Por el contrario, el mejor antídoto contra la corrupción está en la mayor participación posible de la sociedad en la vida pública. Ese fenómeno prospera en la oscuridad, en la discrecionalidad y en el monopolio de las decisiones políticas. Para contrarrestarlo, es necesario arrojar luces sobre las decisiones y sobre los recursos que utilizan las oficinas públicas, sobre la base de los objetivos que las justifican. Mientras más se sepa de esos cursos de acción y mientras más personas se sumen a la vigilancia de esas actividades, menos oportunidades habrá para desviar, capturar o negociar los dineros y el cumplimiento de las atribuciones.

En el mismo sentido, la capacidad de exigir resultados eficientes y procedimientos honestos constituye una de las condiciones fundamentales para controlar el desempeño de quienes ocupan los puestos públicos. Reducir la discrecionalidad es mucho más trascendente y mucho más eficaz que meter a la cárcel a quienes se llevan el dinero a su casa. Y desde luego, es imperativo que haya pesos y contrapesos en todas las decisiones que afectan al público —desde las más nimias hasta las más relevantes—, pues cada vez que hay un monopolio en el ejercicio de la autoridad hay, también, una oportunidad para capturar o desviar los recursos que nos pertenecen a todos.
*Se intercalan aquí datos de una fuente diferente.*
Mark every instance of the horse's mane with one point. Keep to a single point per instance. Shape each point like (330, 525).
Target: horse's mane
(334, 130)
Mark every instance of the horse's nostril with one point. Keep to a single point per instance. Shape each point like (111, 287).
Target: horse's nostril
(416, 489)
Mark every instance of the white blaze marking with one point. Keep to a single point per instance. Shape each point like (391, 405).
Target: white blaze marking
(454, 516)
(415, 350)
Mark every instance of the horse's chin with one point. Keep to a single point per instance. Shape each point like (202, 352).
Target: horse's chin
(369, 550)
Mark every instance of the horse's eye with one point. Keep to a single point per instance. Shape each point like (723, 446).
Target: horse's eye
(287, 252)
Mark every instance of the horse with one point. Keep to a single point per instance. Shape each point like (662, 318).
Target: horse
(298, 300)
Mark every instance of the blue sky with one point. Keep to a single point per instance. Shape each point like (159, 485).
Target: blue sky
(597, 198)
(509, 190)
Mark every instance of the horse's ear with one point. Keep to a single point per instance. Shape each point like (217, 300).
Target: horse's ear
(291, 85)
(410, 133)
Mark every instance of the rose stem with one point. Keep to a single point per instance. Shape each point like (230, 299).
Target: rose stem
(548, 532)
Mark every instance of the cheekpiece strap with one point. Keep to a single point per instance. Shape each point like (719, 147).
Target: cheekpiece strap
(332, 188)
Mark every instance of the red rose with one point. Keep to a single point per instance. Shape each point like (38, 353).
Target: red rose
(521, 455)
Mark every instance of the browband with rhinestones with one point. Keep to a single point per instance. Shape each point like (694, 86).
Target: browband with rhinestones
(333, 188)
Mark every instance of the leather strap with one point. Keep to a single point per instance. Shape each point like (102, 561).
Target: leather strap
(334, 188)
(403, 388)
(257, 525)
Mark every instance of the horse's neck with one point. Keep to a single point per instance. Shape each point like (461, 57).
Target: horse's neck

Es imperativo que el Sistema Nacional Anticorrupción abandone la caricatura de los buenos contra los malos y proponga definiciones puntuales de los espacios donde sucede la corrupción, sobre los indicadores que deben utilizarse para medir su evolución y sobre los medios de control y los resultados exactos que habrán de ofrecernos para revertir ese fenómeno en los próximos años. No queremos saber a quiénes meterán a la cárcel la próxima vez, sino como evitarán que esas conductas se repitan hasta la náusea. No queremos héroes ni villanos que cambian de nombre semanalmente. Queremos definiciones, indicadores y políticas inequívocas. Nos urgen.